Do you ever find yourself in such a stupid/ridiculous situation that as soon as you’re out of it you say to yourself, “I HAVE to tell someone about this”? Like, say, for instance, walking around in the dark at 2AM in a cat onesie carrying a bucket of murky water looking very suspicious and walking past someone you’re 80% sure you know and then having to hide your face whilst scuttling back to your house? No? Well, I did.
Let’s backtrack a little. Yesterday a man came to the house and said he was changing the water meter and that the water would be off for five minutes. All good, water went off, water came back on…. and then water went off again. I was out most of the day after that, so I figured it’d come back on before I got home. It didn’t. I went to use the toilet and had that horrible ‘oh no’ realisation that the flush wasn’t going to work. It obviously took my brain a while to process this, because in the next 20 minutes I tried to do the dishes twice, and put a load of laundry into the wash…. where it’s still sitting.

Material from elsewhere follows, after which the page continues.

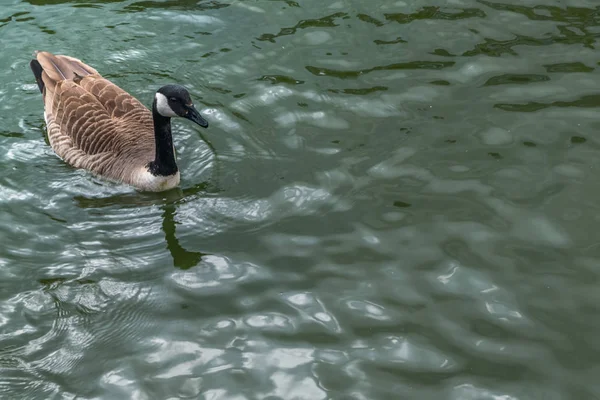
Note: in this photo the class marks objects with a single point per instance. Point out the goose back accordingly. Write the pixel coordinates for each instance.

Anywho, today I went about my business, again mostly out of the house, only getting back home a while after midnight (as you can tell by time of writing), and being all hyped up from the day’s events – comedy! – I couldn’t sleep. Then the stubborn part of my brain starts getting really annoyed that I can’t flush the toilet… To which 2AM me decides ‘Oh I know, lets just go get water from another house! Everyone’s asleep, nobody will notice.’ Dumb-and-sort-of-sleepy me throws on my cat onesie, the nearest item of clothing that doesn’t require zips or pants or anything that really takes any effort. It’s 2AM I think, nobody will even be around. Bucket in one hand, torch in the other, I leave my house feeling quite absurd.

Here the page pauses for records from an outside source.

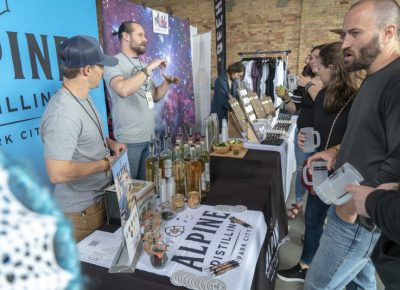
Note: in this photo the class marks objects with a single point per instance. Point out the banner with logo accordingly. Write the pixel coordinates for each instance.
(31, 32)
(220, 35)
(200, 238)
(167, 38)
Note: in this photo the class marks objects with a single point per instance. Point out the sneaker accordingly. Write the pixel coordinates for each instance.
(294, 274)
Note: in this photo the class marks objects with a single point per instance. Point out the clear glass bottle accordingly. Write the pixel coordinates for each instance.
(160, 159)
(203, 168)
(167, 157)
(179, 172)
(193, 172)
(205, 155)
(152, 166)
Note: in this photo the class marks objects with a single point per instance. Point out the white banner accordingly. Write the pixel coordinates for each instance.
(205, 236)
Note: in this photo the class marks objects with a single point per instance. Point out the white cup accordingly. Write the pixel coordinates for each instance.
(319, 173)
(333, 189)
(309, 145)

I try my neighbours house first. They have no water either. Part of me is relieved that I’m not the only one going through this, but then I just feel bad for them too. I walk along to a house I think is empty, and being the wimp I am, I suddenly cannot get Slenderman out of my mind, shining a light through the windows (very glad that my assumption that the house is empty was right, that could have been awkward) to make sure nothing is going to pop up and kill me. I try their water faucet and it works! Huzzah! Water! I don’t think I’ve ever been so happy to see dirty water. I fill up the bucket and begin the waddle back to my house. As I turn the corner a figure approaches me, and naturally, mentally I go “Oh great, a murderer. Just my luck”, but as he gets closer I recognise his face – it’s a guy I did a lab class with a year ago… at least, I think it is. I only had about 2 seconds to look before I realised that regardless of who it was, I didn’t want my face being remembered as ‘that weird chick dressed as a cat carrying a bucket of… something’.
Head down, waddle forward.
Got back to mine, realised how dirty the water was, didn’t care. Job done. After which I burst into a fit of giggles at how stupid the last 10 minutes of my life was and called one of my best friends to tell her all about it. I am 21 years old. I am an adult. Adults do not do these kinds of things.